According to Chinese Foreign Ministry Spokesperson Hua Chunying, Japan “needs to recognize and reflect on its history to win the trust of its Asian neighbors and the international community.” If trust still needs to be won, then the trust obviously isn’t there. I don’t know who she is speaking for as far as neighbors and community, but this statement is not to be taken lightly. China’s sources seem to be seeking an apology for the millions who were affected by WWII. I try to imagine the depth of this while feeling saddened that many of my students’ parents on WeChat are posting celebratory and deprecating comments about Japan. Is forgiveness an option? I dare ask since our English office of Chinese, Canadian, and American descent last year had moments of tension due to China/Japan relations being discussed. Each time, it seemed that the foreigners “don’t understand.” I want to. I seriously want to.
What are Chinese people expecting every year in the statements? A checklist of words, the LA Times surmises, that include “colonial rule,” “aggression,” and “apology” like the prime minister did back in 1995? Clear expectations from both sides would definitely help.

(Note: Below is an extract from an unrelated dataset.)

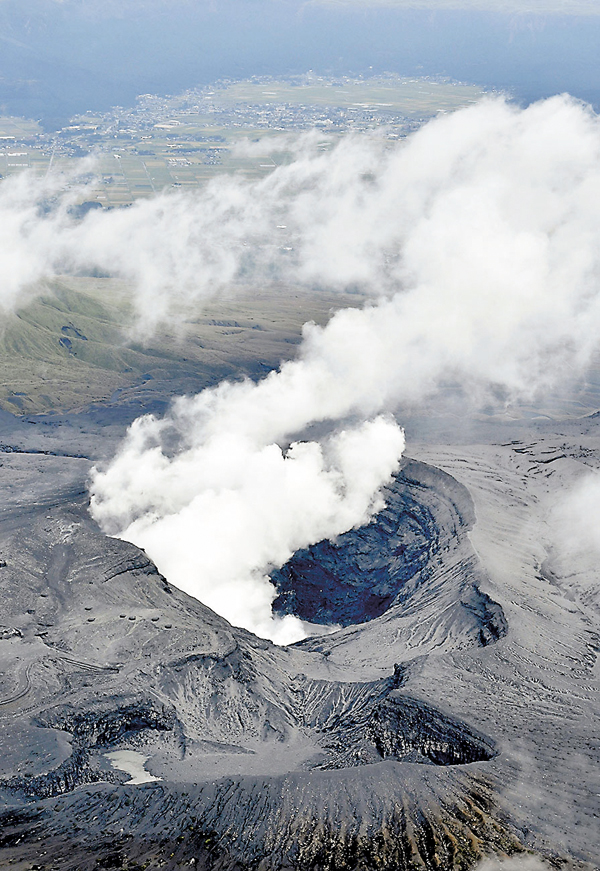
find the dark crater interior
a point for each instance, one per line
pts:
(359, 576)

From Prime Minister Abe’s speech, he echoes the apologies of the past but doesn’t see a need for more in the future. “Postwar generations now exceed 80% of Japan’s population.” This has me wondering how much of China’s population is postwar. Numbers anyone? From my American perspective, I’d be hinting at how repetitive apologies, over time, become meaningless. How does this differ in Asian culture? I’m all ears there. How long or much will it take to “win the trust”?
But wait a minute, how could people say this statement was “watered-down” or not enough? Maybe it’s because of how Japanese textbooks still discuss WWII and other events? (Side note: This is an issue that takes place worldwide. Just look at Texas’ recent controversy.) Is Japan’s long-term goal to alter future generations and their knowledge of WWII events? It is one thing to learn from one’s history so not to be doomed by it, but it’s a whole other ballgame to change history. As a teacher myself, I ask: How can my students learn from history if it’s modified to fit one’s agenda and show that mistakes of the past weren’t ours?

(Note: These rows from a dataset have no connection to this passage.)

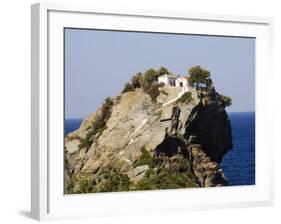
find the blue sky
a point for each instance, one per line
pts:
(99, 63)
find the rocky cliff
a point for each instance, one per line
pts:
(126, 146)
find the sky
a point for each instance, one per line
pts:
(98, 63)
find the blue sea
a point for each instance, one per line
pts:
(239, 163)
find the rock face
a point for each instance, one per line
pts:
(210, 124)
(124, 146)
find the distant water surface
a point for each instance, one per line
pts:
(239, 163)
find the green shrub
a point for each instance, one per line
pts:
(162, 70)
(165, 180)
(112, 180)
(198, 75)
(128, 87)
(186, 97)
(145, 159)
(137, 80)
(85, 185)
(226, 100)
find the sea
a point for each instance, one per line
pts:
(239, 163)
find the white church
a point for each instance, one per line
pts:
(172, 80)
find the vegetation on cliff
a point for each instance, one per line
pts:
(125, 147)
(147, 82)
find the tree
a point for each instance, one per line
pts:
(162, 70)
(137, 80)
(226, 100)
(198, 75)
(128, 87)
(150, 77)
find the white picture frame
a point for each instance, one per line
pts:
(47, 198)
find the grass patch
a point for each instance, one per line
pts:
(145, 159)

I haven’t personally experienced a time where millions of Americans have died from war. Therefore, I can only share something a black American coworker of mine shared last year. This was over a conversation at lunch when he, a Canadian, and I were discussing why the Chinese in our office took so much offense to our questions and opinions. He said, “If I could, I’d tell them how I could still be mad at white people because of what happened years ago.” We also came to a 9/11 point where the topic of radical Islam was approached. None of us were directly affected by either of these events, so we have been quick to forgive. We think those who have direct connections struggle much, much harder. Meanwhile, forgiveness and love should be the ultimate goals. Right?

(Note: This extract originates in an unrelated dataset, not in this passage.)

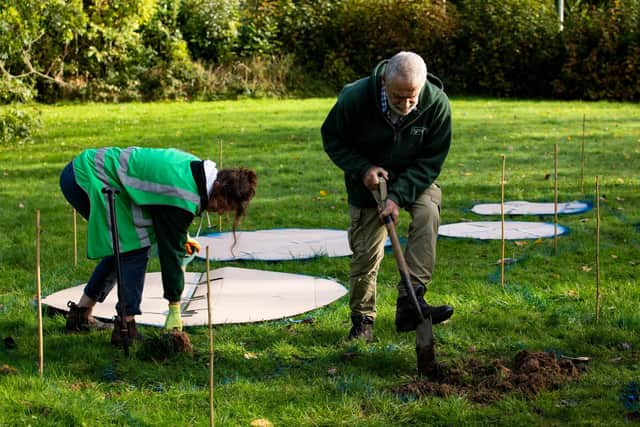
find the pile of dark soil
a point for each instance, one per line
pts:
(163, 346)
(528, 374)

I’m not surprised to see the Pew Research Center say that “Americans believe that Japan has atoned for its actions during WWII.” That’s probably where I (and probably my students) don’t sit well with some Chinese.
Nonetheless, I think it’s clear to see that every country has its history and its blind spots. While one group points their fingers at another, the phrase that “three fingers are pointing right back at you” becomes rather less cliché.